Una técnica de meditación consiste
precisamente en evocar la imagen de un sitio que produzca por sí mismo
serenidad en el alma: un árbol, un cielo lleno de nubes rosáceas, una verde
pradera…
Es curioso que el fondo de pantalla de
muchos móviles u ordenadores es precisamente una imagen de la naturaleza, bien
una instalada de fábrica o bien una extraída por el usuario de sus archivos de
fotos de las vacaciones.
Porque, en el fondo, por mucho que queramos
vivir en las ciudades, no podemos desoír la llamada a vivir en contacto con el
medio natural.
El ritmo acelerado de la vida moderna,
potenciado por una tecnología vertiginosa, nos debe obligar, cada cierto
tiempo, a parar, a quedarnos quietos, a callar y a contemplar con amor,
suspendiendo los sentidos, un cielo lleno de nubes o surcado por una bandada de
pájaros.
Cuanto más vivamos en sintonía con el ritmo
de la naturaleza, más serenos estaremos, y esa serenidad la transmitiremos a
las personas cercanas.
Los mejores recuerdos de mi infancia están
asociados al contacto con la naturaleza: el baño en un pantano en medio del
silencio de los árboles, excursiones por la sierra de Huelva en busca de
plantas aromáticas, paseos con mi abuelo Manuel y mis hermanos en los que
rodeábamos la laguna de El Portil…
En esas vivencias la naturaleza era el marco
ideal para mis ensoñaciones, para mis proyectos, para mis investigaciones
arqueológicas…
Hay que volver a los bosques, y llevar a
ellos a nuestros hijos, para que descubran el ritmo lento y progresivo del
crecimiento de las plantas o los efectos del cambio de una estación a otra.
Durante el año, a nuestro pesar, habremos de
instalarnos temporadas enteras en nuestros bloques de pisos, pero no debemos
olvidar que somos parte de la naturaleza, y que en contacto con ella somos más
nosotros mismos que en otro lugar.
Si, en último término, no podemos durante
mucho tiempo volver a los bosques o al mar, imaginémoslos, meditemos sobre
ellos, contemplémoslos en cuadros, en películas de ficción o documentales, en
libros o en nuestra mente, capaz de evocar sus luces, sus olores, su brisa, su
belleza en suma.
Volvamos a los bosques, si no en persona al
menos con la mente, cada día, para no dejar de ser miembros de esa gran familia
llamada la naturaleza.
El escritor norteamericano Henry David
Thoreau (1817-1862) se trasladó en 1845 a una cabaña construida por él al lado
de la laguna de Walden (en Concord, Massachusetts), donde vivió solo durante 26
meses y donde empezó a escribir Walden, libro en el que refleja sus
vivencias en contacto con la naturaleza.
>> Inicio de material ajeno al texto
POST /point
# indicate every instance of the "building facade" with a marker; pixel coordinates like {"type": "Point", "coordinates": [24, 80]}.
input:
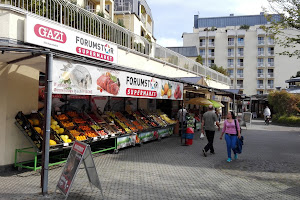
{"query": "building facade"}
{"type": "Point", "coordinates": [240, 44]}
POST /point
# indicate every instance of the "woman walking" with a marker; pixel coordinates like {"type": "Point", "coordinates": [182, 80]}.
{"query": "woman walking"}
{"type": "Point", "coordinates": [232, 131]}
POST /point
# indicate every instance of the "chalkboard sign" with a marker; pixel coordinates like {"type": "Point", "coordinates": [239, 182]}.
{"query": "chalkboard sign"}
{"type": "Point", "coordinates": [80, 152]}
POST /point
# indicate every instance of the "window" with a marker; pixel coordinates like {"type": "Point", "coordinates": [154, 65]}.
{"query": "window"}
{"type": "Point", "coordinates": [260, 84]}
{"type": "Point", "coordinates": [202, 52]}
{"type": "Point", "coordinates": [260, 92]}
{"type": "Point", "coordinates": [260, 51]}
{"type": "Point", "coordinates": [260, 62]}
{"type": "Point", "coordinates": [230, 62]}
{"type": "Point", "coordinates": [271, 51]}
{"type": "Point", "coordinates": [239, 83]}
{"type": "Point", "coordinates": [202, 42]}
{"type": "Point", "coordinates": [230, 52]}
{"type": "Point", "coordinates": [230, 72]}
{"type": "Point", "coordinates": [261, 40]}
{"type": "Point", "coordinates": [230, 41]}
{"type": "Point", "coordinates": [270, 40]}
{"type": "Point", "coordinates": [240, 73]}
{"type": "Point", "coordinates": [89, 5]}
{"type": "Point", "coordinates": [240, 52]}
{"type": "Point", "coordinates": [270, 83]}
{"type": "Point", "coordinates": [260, 73]}
{"type": "Point", "coordinates": [270, 62]}
{"type": "Point", "coordinates": [240, 41]}
{"type": "Point", "coordinates": [270, 73]}
{"type": "Point", "coordinates": [240, 62]}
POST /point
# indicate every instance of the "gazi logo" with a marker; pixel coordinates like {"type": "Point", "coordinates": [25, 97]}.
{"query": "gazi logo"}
{"type": "Point", "coordinates": [50, 33]}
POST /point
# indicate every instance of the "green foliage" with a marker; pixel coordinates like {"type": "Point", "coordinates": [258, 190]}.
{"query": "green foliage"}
{"type": "Point", "coordinates": [287, 120]}
{"type": "Point", "coordinates": [199, 59]}
{"type": "Point", "coordinates": [221, 69]}
{"type": "Point", "coordinates": [284, 103]}
{"type": "Point", "coordinates": [290, 19]}
{"type": "Point", "coordinates": [244, 27]}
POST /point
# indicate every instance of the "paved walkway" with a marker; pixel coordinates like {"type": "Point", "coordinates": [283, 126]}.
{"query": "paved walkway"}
{"type": "Point", "coordinates": [269, 168]}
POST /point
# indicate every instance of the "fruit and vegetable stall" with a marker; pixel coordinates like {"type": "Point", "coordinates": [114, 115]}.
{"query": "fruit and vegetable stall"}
{"type": "Point", "coordinates": [98, 123]}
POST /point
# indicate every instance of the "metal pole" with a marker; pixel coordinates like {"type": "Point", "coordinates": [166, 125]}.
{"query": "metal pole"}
{"type": "Point", "coordinates": [46, 136]}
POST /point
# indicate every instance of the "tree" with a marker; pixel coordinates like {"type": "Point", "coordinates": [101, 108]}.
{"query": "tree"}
{"type": "Point", "coordinates": [289, 11]}
{"type": "Point", "coordinates": [199, 59]}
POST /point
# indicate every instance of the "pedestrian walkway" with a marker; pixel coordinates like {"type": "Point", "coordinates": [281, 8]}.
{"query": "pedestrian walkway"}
{"type": "Point", "coordinates": [267, 169]}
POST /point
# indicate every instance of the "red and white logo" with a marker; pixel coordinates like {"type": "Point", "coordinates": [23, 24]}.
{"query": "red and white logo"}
{"type": "Point", "coordinates": [50, 33]}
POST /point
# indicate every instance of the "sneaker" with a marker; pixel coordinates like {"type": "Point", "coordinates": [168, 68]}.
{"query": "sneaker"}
{"type": "Point", "coordinates": [235, 156]}
{"type": "Point", "coordinates": [204, 153]}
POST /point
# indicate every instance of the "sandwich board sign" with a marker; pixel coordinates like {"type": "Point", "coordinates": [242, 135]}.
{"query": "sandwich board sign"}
{"type": "Point", "coordinates": [79, 153]}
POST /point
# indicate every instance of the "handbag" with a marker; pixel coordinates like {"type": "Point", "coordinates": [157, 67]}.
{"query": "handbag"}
{"type": "Point", "coordinates": [201, 136]}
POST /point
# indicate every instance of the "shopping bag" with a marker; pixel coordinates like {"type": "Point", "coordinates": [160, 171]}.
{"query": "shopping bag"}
{"type": "Point", "coordinates": [201, 136]}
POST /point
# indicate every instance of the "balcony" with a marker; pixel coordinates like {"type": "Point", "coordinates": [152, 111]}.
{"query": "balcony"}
{"type": "Point", "coordinates": [260, 75]}
{"type": "Point", "coordinates": [230, 65]}
{"type": "Point", "coordinates": [202, 44]}
{"type": "Point", "coordinates": [241, 43]}
{"type": "Point", "coordinates": [211, 44]}
{"type": "Point", "coordinates": [271, 53]}
{"type": "Point", "coordinates": [203, 34]}
{"type": "Point", "coordinates": [240, 54]}
{"type": "Point", "coordinates": [231, 32]}
{"type": "Point", "coordinates": [240, 75]}
{"type": "Point", "coordinates": [239, 86]}
{"type": "Point", "coordinates": [211, 34]}
{"type": "Point", "coordinates": [211, 55]}
{"type": "Point", "coordinates": [261, 32]}
{"type": "Point", "coordinates": [240, 64]}
{"type": "Point", "coordinates": [261, 42]}
{"type": "Point", "coordinates": [271, 42]}
{"type": "Point", "coordinates": [230, 54]}
{"type": "Point", "coordinates": [261, 54]}
{"type": "Point", "coordinates": [260, 64]}
{"type": "Point", "coordinates": [241, 32]}
{"type": "Point", "coordinates": [260, 86]}
{"type": "Point", "coordinates": [231, 43]}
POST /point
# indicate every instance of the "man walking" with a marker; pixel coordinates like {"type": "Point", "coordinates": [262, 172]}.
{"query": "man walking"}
{"type": "Point", "coordinates": [208, 124]}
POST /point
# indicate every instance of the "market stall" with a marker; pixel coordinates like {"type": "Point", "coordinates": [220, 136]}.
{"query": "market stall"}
{"type": "Point", "coordinates": [99, 106]}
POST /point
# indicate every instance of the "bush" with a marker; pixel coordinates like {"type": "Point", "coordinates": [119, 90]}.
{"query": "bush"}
{"type": "Point", "coordinates": [287, 120]}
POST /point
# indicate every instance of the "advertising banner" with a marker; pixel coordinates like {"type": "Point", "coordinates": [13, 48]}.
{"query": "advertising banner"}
{"type": "Point", "coordinates": [82, 79]}
{"type": "Point", "coordinates": [57, 36]}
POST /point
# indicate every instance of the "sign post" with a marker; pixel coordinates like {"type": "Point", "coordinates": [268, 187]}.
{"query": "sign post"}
{"type": "Point", "coordinates": [79, 153]}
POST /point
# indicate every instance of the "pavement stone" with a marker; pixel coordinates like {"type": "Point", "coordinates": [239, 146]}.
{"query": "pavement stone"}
{"type": "Point", "coordinates": [268, 168]}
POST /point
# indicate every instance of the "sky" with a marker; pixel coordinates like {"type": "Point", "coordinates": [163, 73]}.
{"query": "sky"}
{"type": "Point", "coordinates": [174, 17]}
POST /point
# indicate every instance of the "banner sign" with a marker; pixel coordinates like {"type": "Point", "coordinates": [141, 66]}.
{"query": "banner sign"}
{"type": "Point", "coordinates": [82, 79]}
{"type": "Point", "coordinates": [57, 36]}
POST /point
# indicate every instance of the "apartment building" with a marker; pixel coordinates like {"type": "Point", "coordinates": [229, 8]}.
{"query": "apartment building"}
{"type": "Point", "coordinates": [250, 55]}
{"type": "Point", "coordinates": [136, 16]}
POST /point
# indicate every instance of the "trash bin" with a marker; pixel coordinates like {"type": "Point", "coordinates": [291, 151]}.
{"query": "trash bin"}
{"type": "Point", "coordinates": [189, 136]}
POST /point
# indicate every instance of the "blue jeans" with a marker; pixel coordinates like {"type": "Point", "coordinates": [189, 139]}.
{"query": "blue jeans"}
{"type": "Point", "coordinates": [231, 143]}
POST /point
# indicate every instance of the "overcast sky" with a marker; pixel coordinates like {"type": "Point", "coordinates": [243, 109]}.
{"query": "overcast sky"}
{"type": "Point", "coordinates": [173, 17]}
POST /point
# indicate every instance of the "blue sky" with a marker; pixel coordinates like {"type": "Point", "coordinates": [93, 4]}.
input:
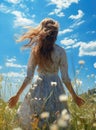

En un hermoso pasaje de dicho libro, uno
de los que les lee el profesor John Keating a sus alumnos de Literatura en la
preciosa película El club de los poetas muertos, Thoreau explica el
motivo por el que decidió irse a vivir allí:
Fui a los bosques porque quería vivir
deliberadamente, enfrentarme sólo a los hechos esenciales de la vida y ver si
podía aprender lo que la vida tenía que enseñar, y para no descubrir, cuando
tuviera que morir, que no había vivido.
Volvamos a los bosques, pues.
Por ello escribo y por ello rezo. ¡Resistiremos!